Eye For Film >> Movies >> The Sniper (2009) Film Review
A stake out as rain sluices down onto lush grass. A police spotter peers through a telescope, the shack he’s staring at has a neon tinge. The criminals have ten-inch blades. Suddenly, the action explodes with gunfire, shouts and bodies tumbling. A wounded police officer is being held at knifepoint. A police sniper has his gun trained on the knife-wielder. His mentor advises, “If you go for his heart he still has eight seconds to react. Hit his reflex nerve two inches behind the eyeball.” Bang, the sniper makes the shot. Cue cheesy opening credit music.
This scene tells you everything you need to know about Dante Lam’s The Sniper, except for the salacious reason why the cinema release date was pushed back from 2008 to 2009. In 2008, photos went viral of lead man Edison Chen getting sexy with Hong Kong’s most respected actresses. There was a massive scandal. Chen received death threats.

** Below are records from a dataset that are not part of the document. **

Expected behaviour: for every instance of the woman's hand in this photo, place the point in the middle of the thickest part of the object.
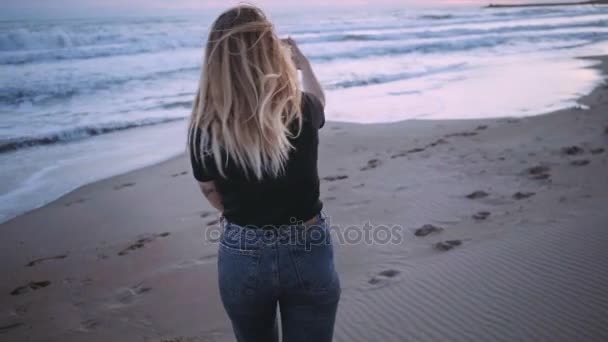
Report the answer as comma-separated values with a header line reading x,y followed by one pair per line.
x,y
296,54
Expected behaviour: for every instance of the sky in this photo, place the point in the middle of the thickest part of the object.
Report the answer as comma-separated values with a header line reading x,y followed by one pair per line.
x,y
20,8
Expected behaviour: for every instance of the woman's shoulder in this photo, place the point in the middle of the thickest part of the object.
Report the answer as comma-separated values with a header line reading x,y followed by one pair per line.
x,y
313,110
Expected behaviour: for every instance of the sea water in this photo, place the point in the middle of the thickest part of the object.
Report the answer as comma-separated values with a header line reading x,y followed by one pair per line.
x,y
85,99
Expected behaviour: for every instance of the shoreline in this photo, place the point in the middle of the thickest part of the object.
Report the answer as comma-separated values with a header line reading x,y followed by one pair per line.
x,y
180,154
552,4
128,257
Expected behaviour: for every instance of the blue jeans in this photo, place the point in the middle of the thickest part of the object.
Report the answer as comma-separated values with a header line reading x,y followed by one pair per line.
x,y
289,266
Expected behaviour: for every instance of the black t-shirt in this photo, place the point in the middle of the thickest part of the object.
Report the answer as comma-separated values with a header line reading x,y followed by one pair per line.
x,y
292,197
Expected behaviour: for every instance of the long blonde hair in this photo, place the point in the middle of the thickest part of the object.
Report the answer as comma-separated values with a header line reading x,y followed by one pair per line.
x,y
248,97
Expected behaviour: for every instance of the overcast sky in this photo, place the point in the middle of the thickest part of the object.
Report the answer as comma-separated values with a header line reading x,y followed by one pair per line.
x,y
100,7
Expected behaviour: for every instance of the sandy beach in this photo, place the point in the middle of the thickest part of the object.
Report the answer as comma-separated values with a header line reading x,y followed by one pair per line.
x,y
517,252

Chen’s character in The Sniper, OJ, has not chosen the safest lifestyle either but he can shoot a coin off an apple at 400 metres, so that’s handy. The key to sniping is breathing control according to Lincoln (Xiaoming Huang), the Special Duties Unit’s best ever sniper who got sent to prison after accidentally shooting a hostage. He claims his risky shot was essential because the hostage-taker was about to pull the pin on a grenade. No one else saw this. Although Hartman (Richie Ren) might have been lying as he’s the second best ever sniper and when Lincoln went to prison, bing, he got a promotion. This detail is flashback. Real-time starts with Lincoln leaving prison, looking dour, and preoccupied with revenge.
All this is explained as an afterthought in chunks of exposition between shoot-outs, stunts and cheesy slow-mo. Visually, it feels like being in a computer game city. Days are dominated by slick skyscrapers and grey warehouses while night is a garish carnival of 7/11 neon. Action sequences are full of sudden zooms and panoramic spins and all the three main characters wear moody but otherwise inscrutable expressions.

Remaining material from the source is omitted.